Говорят, что алхимик и каббалист Альберт Великий в далеком Средневековье обнаружил философский камень, даровавший ему непродолжительное бессмертие. Этот восхитительный оксюморон «непродолжительное бессмертие» очень точно отражает то, что мы, – нет, именно я, – испытывали, прикасаясь друг к другу. Теплые и трепетные, словно ласкания ветра, мы вкушали друг друга, будучи чисты и невинны. Когда мы целовались, она всегда прикрывала глаза, а я, наоборот, с напряженным вниманием разглядывал ее лицо, на котором играла полуулыбка, как будто она слышала что-то внутри себя, что доставляло ей явное удовольствие.
Странным образом удовольствие это рвалось из нее наружу, подобно кошачьему урчанию, и наполняло меня добрым светом: у самого что-то начинало дрожать под ложечкой сладкой судорогой, и слезы наворачивались на глаза, – такие слезы, за которые ни перед кем не стыдно. Я был словно между небом и землей в «мертвый» сезон между зимой и летом, когда земля напитывается дождями.
Радость, которую мы испытывали друг от друга, уединяясь в темном кинозале, была первым и последним настоящим чувством, которое до сих пор согревает мое сердце. Первая любовь – это непродолжительное бессмертие, – казалось, она будет длиться вечно: о последствиях никто не думал, – пока все не закончилось в одночасье. В очередную среду Майя не появилась на занятиях в УПК, а у меня даже не было номера ее телефона, чтобы ей позвонить.

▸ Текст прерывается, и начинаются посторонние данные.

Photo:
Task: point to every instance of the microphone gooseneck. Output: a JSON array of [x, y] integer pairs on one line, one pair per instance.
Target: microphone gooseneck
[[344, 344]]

Хлопоты моей души закончились ничем: через месяц кто-то сообщил, что слышал, будто бы она вместе с семьей выехала на ПМЖ за границу, – так умерла моя первая любовь. Парадокс: жизнь – это то, что нас убивает.
Бет
Вторая буква алфавита. Этой буквой начинается Пятикнижие: первой буквой слова «Брешит», – а эта книга более древняя, чем любой человеческий язык.
Ее звали Эстер, что значит «Звезда». Мы познакомились на море. Она сидела на камне и смотрела на воду, по которой бежала солнечная дорожка заката. Ее загорелое тело золотилось в вечернем свете, словно бронзовая статуэтка, угнездившаяся на вершине лобастой скалы, опасно нависшей над ленивой волной. Чуть ниже и в стороне располагался лагерь дикарей-туристов, откуда она, как выяснилось позже, и была, а из невидимого транзисторного приемника по всему пляжу пронзительно-печально неслось:
«Все пройдет, и печаль, и радость,Все пройдет – так устроен мир»,
отчего на душе становилось невыразимо грустно.

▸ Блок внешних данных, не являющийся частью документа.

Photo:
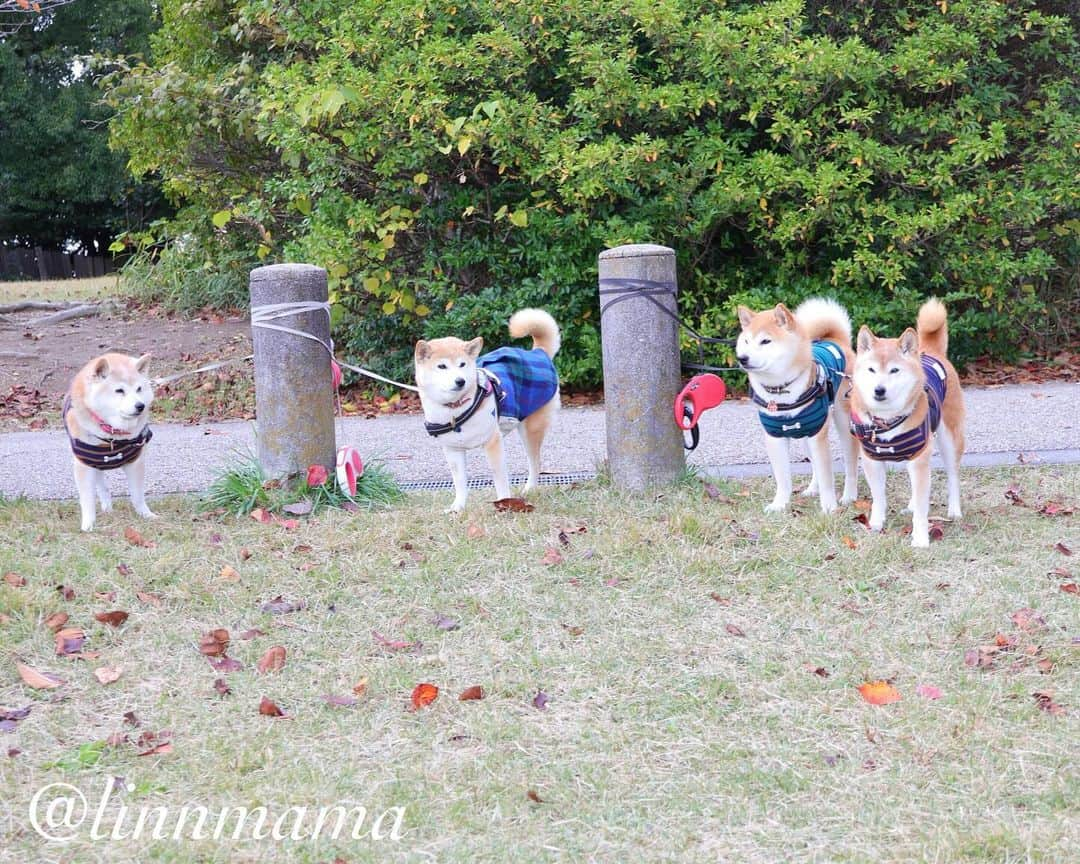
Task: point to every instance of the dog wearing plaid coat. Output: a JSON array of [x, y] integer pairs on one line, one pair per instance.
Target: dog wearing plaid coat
[[471, 400]]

Море обильно потело, разопрев в конце изнывающе-знойного дня, интенсивно источая запахи гнилых водорослей и морской воды. Морем пахли даже камни, испещренные волнами, среди которых я устроился с этюдником, пытаясь писать на пленере маслом. Она невольно отвлекала мое внимание, не давая полностью сосредоточиться на живописи.
Словно учуяв, что за ней наблюдают, она поднялась и цепко уцепившись ногами за край уступа, выпрямилась, развела руки в стороны и прыгнула рыбкой, почти без брызг войдя в воду. Вынырнув метрах в 20-ти от берега, поплыла в открытое море, и темное пятно ее головы замелькало в солнечных бликах волн, прямо навстречу солнцу по световой дорожке.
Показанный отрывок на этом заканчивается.